The Black Family in Slavery and Freedom
- Cover of the first edition
- Author: Herbert G. Gutman
- Language: English
- Subject: Sociology
- Genre: History
- Published: Vintage; 1st Edition (July 12, 1977)
- Publication place: United States
- Media type: Print (hardcover)
- ISBN: 0394724518

= The Black Family in Slavery and Freedom =

Book by Herbert G. Gutman

The Black Family in Slavery and Freedom, 1750-1925 is a book by Herbert G. Gutman that addresses the impact of slavery on black families. It is based on research that Gutman conducted over the course of the decade since the Moynihan Report, which revived the "tangle of pathology" thesis; the claim that black families in the US were incapable of functioning in a healthy way, a rationale previously rejected by critics as racist. The book draws on census data, diaries, family records, bills of sale and other records.

Gutman says that if slavery destroyed the family as white politician Daniel Patrick Moynihan claimed, then family structure statistics should have been worse closer to the time of slavery. He then lays out statistics showing that black families actually had higher legitimacy rates than whites for the first several decades after the end of the Civil War, along with comparable success in various other metrics.

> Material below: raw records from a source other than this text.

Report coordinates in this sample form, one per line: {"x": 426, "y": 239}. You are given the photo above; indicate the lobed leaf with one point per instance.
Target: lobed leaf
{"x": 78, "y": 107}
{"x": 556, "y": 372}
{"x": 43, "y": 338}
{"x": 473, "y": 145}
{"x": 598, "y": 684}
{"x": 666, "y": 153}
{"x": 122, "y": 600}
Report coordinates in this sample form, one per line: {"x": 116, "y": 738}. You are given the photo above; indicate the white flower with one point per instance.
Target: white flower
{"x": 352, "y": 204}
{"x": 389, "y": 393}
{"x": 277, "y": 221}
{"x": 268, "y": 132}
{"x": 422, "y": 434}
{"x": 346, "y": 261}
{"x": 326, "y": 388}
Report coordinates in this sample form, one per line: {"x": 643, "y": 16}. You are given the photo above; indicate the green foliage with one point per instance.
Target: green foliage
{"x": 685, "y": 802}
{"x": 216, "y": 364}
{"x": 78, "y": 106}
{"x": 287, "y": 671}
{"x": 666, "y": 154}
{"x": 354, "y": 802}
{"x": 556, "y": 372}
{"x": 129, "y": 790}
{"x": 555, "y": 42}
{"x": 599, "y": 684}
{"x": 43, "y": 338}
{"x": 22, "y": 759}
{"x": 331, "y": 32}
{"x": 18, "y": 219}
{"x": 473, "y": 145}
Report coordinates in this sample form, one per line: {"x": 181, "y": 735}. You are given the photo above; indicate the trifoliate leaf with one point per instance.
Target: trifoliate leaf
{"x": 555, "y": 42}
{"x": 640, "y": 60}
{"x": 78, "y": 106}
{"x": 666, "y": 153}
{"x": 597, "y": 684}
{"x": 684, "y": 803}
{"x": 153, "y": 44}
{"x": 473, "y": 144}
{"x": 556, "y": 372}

Gutman concludes that black families, rather than having been irretrievably destroyed by slavery, showed great power and resilience, pulling together as slavery ended, with more two-parent households and couples who stayed together longer. He says that black families also remained intact during the first wave of migration to the North after the Civil War (although he remained open to arguments about black family collapse in the 1930s and 1940s). All the way through 1925, black families grew stronger and more successful, increasing in wealth.